Non sarà che i motori di ricerca, con tutti i loro algoritmi, hanno un
proprio ciclo di vita? Un nuovo algoritmo oggi fa la differenza per quei
due tre anni, ma poi tutti inventano modi più o meno leciti per acquisire
rilevanza rispetto a quell'algoritmo -anche se in realtà di rilevanza non
ne hanno- ed ecco che il motore di ricerca è superato! Destinato a godere
per ancora qualche tempo di un vantaggio competitivo acquisito quando
veramente funzionava, tanto più duraturo quanto più il brand, la URL e i
vari tools si sono radicati in rete, ma ormai obsoleto dal punto di vista
tecnologico e quindi condannato appena ne arriverà uno più efficace.
Non so, è un'ipotesi che ha un suo riscontro nella breve ma intensa
storia dei motori di ricerca più o meno innovativi (alcuni non erano
innovativi per niente, erano solo marchi più o meno pompati) e che
dovrebbe farci riflettere.
Sarebbe molto bello che anche un motore di ricerca riuscisse a passare
dalla start-up a una di relativa maturità e a sostenerla per un po' come
hanno saputo fare in altri settori Amazon, E-bay e... credo pochi altri.

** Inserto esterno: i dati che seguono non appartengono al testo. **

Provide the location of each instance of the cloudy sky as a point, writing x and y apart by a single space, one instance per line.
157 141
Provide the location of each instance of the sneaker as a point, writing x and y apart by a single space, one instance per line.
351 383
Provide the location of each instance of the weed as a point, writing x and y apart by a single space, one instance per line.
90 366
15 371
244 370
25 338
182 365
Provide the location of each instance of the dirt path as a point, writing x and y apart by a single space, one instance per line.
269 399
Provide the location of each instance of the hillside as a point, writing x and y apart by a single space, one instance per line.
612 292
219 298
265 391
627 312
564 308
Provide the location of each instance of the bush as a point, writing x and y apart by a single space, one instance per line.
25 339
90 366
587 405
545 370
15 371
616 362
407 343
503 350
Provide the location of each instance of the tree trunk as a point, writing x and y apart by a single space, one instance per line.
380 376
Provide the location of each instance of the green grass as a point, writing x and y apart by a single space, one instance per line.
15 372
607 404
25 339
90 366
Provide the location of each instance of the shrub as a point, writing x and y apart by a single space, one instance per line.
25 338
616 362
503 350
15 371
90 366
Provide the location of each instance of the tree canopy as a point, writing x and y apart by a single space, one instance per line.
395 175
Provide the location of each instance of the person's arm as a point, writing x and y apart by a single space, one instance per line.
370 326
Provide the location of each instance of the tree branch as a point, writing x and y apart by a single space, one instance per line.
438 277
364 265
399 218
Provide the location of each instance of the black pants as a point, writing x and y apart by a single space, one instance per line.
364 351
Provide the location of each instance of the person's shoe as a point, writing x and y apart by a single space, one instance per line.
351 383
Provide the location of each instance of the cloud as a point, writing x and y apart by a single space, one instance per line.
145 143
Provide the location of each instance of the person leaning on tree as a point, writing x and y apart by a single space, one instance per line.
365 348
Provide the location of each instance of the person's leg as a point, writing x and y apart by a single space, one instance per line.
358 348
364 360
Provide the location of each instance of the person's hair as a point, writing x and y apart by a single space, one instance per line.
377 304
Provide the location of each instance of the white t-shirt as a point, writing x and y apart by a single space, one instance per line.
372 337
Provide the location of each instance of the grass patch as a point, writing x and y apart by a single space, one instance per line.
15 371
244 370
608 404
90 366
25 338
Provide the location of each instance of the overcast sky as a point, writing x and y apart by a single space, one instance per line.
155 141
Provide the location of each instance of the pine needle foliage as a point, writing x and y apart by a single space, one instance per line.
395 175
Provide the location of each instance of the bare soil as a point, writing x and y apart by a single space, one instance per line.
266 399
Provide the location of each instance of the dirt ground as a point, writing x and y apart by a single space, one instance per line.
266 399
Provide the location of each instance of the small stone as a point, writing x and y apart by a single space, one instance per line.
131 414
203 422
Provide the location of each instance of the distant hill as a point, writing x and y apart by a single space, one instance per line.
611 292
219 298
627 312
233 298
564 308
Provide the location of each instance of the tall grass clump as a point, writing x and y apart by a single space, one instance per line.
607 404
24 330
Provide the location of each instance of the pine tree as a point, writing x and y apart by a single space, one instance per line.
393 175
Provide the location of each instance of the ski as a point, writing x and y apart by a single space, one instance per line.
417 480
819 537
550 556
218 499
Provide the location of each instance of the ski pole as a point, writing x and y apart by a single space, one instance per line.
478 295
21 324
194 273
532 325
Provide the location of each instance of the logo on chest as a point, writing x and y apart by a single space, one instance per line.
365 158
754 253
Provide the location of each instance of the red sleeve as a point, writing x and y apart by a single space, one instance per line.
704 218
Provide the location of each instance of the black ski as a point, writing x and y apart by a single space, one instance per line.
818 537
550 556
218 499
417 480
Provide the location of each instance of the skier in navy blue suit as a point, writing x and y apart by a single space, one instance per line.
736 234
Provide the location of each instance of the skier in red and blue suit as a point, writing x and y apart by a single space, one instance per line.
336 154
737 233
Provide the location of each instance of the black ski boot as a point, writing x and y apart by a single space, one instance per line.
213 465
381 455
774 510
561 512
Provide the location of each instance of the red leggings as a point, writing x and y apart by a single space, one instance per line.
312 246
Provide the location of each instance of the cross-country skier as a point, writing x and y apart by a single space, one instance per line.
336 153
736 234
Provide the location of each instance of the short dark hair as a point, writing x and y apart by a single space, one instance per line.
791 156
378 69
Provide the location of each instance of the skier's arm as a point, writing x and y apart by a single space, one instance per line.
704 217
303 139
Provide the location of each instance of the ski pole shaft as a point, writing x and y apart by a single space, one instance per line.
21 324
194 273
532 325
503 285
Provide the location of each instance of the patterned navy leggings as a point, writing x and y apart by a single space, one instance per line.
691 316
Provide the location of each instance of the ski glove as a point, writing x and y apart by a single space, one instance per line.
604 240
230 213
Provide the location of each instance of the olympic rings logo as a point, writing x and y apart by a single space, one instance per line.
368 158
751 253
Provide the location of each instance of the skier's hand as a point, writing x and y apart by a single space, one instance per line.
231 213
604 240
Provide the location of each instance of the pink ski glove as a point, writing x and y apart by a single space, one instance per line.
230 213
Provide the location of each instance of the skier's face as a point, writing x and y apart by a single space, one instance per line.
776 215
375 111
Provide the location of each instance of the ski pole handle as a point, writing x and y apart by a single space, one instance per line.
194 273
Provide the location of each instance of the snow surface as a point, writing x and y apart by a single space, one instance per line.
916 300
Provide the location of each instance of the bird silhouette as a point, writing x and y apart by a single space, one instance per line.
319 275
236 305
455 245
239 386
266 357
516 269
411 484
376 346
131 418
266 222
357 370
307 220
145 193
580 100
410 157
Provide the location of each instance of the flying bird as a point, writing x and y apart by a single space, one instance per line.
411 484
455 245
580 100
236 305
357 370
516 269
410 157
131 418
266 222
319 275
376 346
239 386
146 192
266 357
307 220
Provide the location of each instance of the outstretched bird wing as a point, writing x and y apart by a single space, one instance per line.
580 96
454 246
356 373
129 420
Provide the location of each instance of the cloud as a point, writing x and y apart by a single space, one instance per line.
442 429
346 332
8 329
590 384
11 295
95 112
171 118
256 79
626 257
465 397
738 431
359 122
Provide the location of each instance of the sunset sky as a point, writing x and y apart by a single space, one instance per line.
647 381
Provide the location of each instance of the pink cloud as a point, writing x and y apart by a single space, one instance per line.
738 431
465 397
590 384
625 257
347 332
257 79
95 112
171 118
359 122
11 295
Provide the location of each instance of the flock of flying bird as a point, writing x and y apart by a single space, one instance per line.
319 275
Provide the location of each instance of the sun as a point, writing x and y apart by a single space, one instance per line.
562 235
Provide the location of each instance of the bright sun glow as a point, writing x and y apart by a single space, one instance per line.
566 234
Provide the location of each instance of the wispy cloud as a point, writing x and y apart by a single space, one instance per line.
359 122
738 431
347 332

Certo è che per il motore di ricerca più che per ogni altra cosa
l'esperienza quotidiana d'uso sembra dimostrare che non esiste una
stabilità se non si ha capacità di rinnovare la tecnologia in modo che
dia risultati costantemente rilevanti. E può bastare affinare un'ottima
tecnologia di base, oppure anche se fosse la stessa azienda a farlo si
può procedere solo a balzi?
Ciao
Davide Dellacasa
http://www.screenweek.it
davide [dot] dellacasa [at] screenweek [dot] it
Re: Cerchi su google o overture? trovi sempre più monnezza
Inserito da Andrea CappelloSalve Thomas.
In effetti aspettarsi oggi che un motore di ricerca riesca a seguito di
una query a "capire" cosa vuole l'utente è molto difficile. Magari
l'utente che cerchia "nokia" cercava proprio un posto dove poterlo
comprare a basso costo (ebay), piuttosto che il sito della nokia (che
giustamente dovrebbe primeggiare), piuttosto che...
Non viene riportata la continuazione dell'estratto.